Y si Lima se libró de un sospechoso de haber matado a un periodista, no creo que haya ganado mucho con ese discípulo de Perogrullo que es el señor Jorge Muñoz. Yo padezco al señor Muñoz porque trabajo en un cuarto piso de la calle Independencia, cuadra 2, mismísimo Miraflores. En noches de jueves, inexorablemente, un antro que funciona en la avenida 2 de Mayo, a pocos metros de la esquina con Independencia, malogra las noches de los pobres vecinos con sus fiestas de polvos rosados y decibelios de infierno vivo. ¿La civilización de Los Portales no alcanza para reprimir el éxtasis noctámbulo que perturba a los demás? Para no hablar de las decenas de quejas que a lo largo de estos años he recibido por correo de vecinos quejándose de cosas parecidas, recordaré solo uno de estos episodios: Muñoz, que parece un ciudadano israelí adoptado, se permitió hace poco censurar con sus serenos una pacífica demostración cultural de la embajada palestina en el parque Kennedy. Y lo hizo de la manera más grosera y prepotente. A mí, entonces, no me va a contar el cuento de su amor por la inclusión. Lo escuché decir en su noche triunfal: “Hay mucho que hacer, hermanos, como diría el poeta”. O sea que el tipo ni ha leído a Vallejo. La verdad es que Muñoz salió sorteado en la rifa “A quién apoyamos” realizada por la Corporación Mediática (con sede original en jirón Huatica). Y eso explica grandemente el “milagro” de su hazaña electoral. Que Lima no espere grandes cambios con este enmascarado que funge de llanero solitario y que no es capaz de nombrar a Alberto Andrade, su verdadero papi partidario, a la hora de los agradecimientos.
Pero tras las elecciones, vino lo de la señora Keiko y el mundo cambió. Bueno, no el mundo. Nuestro breve mundo de partes policiales, fiscales con síntomas de TOC y jueces urgidos de algún Emmy.

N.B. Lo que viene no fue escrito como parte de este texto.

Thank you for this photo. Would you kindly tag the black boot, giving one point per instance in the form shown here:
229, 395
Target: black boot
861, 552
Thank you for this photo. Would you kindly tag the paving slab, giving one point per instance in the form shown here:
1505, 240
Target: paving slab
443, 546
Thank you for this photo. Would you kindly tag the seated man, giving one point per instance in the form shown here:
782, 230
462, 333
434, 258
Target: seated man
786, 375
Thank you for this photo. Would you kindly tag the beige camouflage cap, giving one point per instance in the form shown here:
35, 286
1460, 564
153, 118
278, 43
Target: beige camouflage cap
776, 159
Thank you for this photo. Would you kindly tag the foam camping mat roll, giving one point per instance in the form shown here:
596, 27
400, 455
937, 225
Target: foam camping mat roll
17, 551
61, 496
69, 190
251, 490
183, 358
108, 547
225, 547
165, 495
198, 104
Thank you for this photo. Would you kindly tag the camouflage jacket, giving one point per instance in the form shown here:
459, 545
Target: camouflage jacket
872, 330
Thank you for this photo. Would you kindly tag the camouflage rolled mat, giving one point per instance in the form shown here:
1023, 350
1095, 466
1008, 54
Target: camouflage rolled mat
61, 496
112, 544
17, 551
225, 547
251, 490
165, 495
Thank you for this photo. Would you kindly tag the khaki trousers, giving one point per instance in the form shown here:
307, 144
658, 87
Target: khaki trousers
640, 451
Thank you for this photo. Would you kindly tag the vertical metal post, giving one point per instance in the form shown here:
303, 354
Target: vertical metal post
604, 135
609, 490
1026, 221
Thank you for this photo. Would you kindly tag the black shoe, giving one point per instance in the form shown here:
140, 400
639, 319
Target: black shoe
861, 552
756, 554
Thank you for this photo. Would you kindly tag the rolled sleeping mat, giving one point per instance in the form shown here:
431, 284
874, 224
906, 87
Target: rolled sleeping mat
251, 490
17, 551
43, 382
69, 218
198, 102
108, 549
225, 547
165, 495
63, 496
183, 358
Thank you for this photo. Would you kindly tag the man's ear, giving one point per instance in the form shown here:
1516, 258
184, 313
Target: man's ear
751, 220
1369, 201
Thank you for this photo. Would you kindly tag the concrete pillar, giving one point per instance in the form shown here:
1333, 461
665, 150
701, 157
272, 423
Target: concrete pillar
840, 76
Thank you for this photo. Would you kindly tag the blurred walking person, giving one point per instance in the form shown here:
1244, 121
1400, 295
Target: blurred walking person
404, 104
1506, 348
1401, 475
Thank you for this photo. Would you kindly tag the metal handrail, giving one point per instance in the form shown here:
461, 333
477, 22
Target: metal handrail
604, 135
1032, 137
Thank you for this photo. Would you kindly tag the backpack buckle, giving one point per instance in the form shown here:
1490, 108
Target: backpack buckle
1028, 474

¿Es justa la detención de la señora Fujimori? La resolución judicial es sólida y no deja dudas respecto a lo fundamental: Fuerza Popular urdió una maraña de donaciones imputadas, tercerías imaginarias y fraccionamientos encubridores para “legitimar” dinero sucio. Uno de los grandes proveedores de ese capital que se quiso disimular fue Odebrecht. Por lo tanto, hablar de persecución política, golpe de Estado, martirologio, y casi citar el precedente de Juana de Arco, es una dramatización de tercera que la lideresa ha ordenado difundir. Los que defendieron al juez Concepción Carhuancho porque se atrevió con los Humala no pueden decir ahora que se trata de un magistrado corrompido por la política. Y los que defienden a Chávarry en el Congreso no tienen ningún derecho a cuestionar al fiscal Pérez porque ha osado entrar al núcleo duro de una financiación mañosa organizada con la meta de blanquear dinero.
No es odio. Es un elemental sentido del orden. Es lo que Isaiah Berlín llama “un mínimo de decencia” como garantía de la paz entre las gentes.